3 Experimental Methods
To explore the effects of down-sampled lexicase selection, we use benchmark problems from the domain of automatic program synthesis, which previous studies of down-sampled lexicase selection have used (Ferguson et al., 2019; Hernandez et al., 2019). In particular, we use problems from the General Program Synthesis Benchmark Suite (Helmuth & Spector, 2015), which require solution programs to manipulate a variety of data types and control flow structures. These problems originate from introductory computer science textbooks, allowing us to test the ability of evolution to perform the same types of programming we expect humans to perform.
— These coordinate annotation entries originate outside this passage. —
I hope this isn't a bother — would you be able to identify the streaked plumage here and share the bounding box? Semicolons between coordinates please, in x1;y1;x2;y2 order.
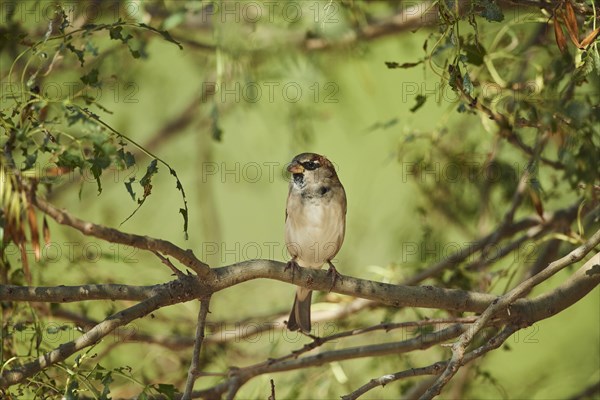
285;153;346;332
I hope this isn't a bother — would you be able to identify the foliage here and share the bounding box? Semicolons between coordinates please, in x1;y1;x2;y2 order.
0;0;600;399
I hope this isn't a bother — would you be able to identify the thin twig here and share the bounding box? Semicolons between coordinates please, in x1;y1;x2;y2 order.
33;197;211;278
342;325;518;400
421;230;600;400
183;296;210;400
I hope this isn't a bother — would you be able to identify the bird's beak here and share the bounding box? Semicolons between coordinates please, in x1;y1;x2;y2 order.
288;161;304;174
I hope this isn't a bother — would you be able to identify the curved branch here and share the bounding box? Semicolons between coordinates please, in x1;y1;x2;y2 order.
0;284;157;303
0;293;170;388
422;230;600;399
0;242;600;387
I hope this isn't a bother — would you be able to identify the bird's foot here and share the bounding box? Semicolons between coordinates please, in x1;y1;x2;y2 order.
283;258;300;282
327;261;343;292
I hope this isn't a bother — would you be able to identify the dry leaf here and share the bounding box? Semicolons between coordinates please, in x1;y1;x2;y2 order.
581;27;600;49
529;189;544;221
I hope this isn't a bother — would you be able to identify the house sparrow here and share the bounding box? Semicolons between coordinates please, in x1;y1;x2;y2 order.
285;153;346;333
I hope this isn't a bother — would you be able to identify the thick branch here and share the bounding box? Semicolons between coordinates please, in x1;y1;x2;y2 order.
183;296;210;400
422;230;600;399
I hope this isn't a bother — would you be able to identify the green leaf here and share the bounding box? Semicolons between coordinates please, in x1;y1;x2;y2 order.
156;383;176;399
463;72;473;94
138;23;183;50
480;0;504;22
88;143;111;194
117;147;135;168
140;158;158;191
462;44;486;66
79;68;100;87
100;372;113;400
56;150;84;169
410;94;427;112
125;177;135;201
66;43;85;67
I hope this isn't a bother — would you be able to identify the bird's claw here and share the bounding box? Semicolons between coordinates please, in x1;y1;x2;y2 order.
283;258;300;282
327;261;343;292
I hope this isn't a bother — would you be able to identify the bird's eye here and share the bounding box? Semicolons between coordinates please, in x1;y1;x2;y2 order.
302;161;320;171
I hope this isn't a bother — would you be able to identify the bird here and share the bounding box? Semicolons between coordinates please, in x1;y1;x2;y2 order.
285;153;347;333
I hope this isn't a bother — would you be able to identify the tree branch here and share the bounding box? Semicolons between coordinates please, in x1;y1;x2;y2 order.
422;230;600;400
33;197;210;278
183;296;210;400
342;325;517;400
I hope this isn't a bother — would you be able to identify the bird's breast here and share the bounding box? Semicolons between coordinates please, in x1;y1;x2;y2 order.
285;196;346;268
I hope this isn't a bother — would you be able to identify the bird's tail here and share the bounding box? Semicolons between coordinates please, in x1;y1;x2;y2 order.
287;287;312;333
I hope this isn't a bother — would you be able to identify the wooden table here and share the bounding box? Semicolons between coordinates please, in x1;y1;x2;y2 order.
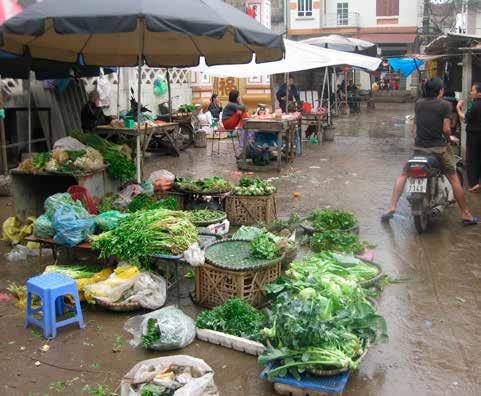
95;122;180;159
301;113;326;144
237;118;297;172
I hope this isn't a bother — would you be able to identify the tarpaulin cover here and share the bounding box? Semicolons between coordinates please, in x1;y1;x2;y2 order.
0;0;284;67
388;58;424;77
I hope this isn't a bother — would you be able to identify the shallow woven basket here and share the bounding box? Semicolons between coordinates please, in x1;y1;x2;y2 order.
205;239;284;271
95;299;142;312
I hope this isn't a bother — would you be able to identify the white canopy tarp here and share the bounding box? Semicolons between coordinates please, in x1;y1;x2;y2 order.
190;39;381;78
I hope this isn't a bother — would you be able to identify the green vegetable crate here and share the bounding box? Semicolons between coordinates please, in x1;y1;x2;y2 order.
225;194;277;225
195;261;281;308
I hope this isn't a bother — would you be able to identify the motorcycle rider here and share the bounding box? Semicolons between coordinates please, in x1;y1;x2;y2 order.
381;77;479;225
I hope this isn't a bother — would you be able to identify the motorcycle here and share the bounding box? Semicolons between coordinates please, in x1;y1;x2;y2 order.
406;142;464;234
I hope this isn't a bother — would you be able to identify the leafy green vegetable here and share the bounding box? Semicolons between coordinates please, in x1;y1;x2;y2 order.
234;177;277;196
196;298;264;340
70;131;136;182
176;176;233;194
249;233;282;260
32;152;52;170
310;209;358;231
311;230;367;254
91;209;198;262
We use a core set of 12 problems with a range of difficulties and requirements for many of our experiments, and expand that set to 26 problems (all of the problems from the suite that have been solved by at least one program synthesis system) for one experiment. We additionally compare down-sampled lexicase selection to standard lexicase selection on the 25 problems of PSB2, the second iteration of general program synthesis benchmark problems (Helmuth & Kelly, 2021).1
As in Helmuth and Spector (2015), we define each problem's specifications as a set of input/output examples, so that GP has no knowledge of the underlying problems besides these examples.2 For each problem we use a small set of training cases to evaluate each individual: between 25 and 300 cases per run (see Table 1) and 200 cases for every problem in PSB2. We use a larger set of unseen test cases, which are used to determine whether an evolved program that passes all of the training cases generalizes to unseen data. Before testing a potential solution for generalization, we use an automatic simplification procedure that has been shown to improve generalization (Helmuth et al., 2017); finding a simplified program that passes all of the unseen test cases is considered a successful GP run. We test the significance of differences in numbers of successes between sets of runs using a chi-square test with a 0.05 significance level, using Holm's correction for multiple comparisons whenever there are more than two methods run on a single problem in one experiment.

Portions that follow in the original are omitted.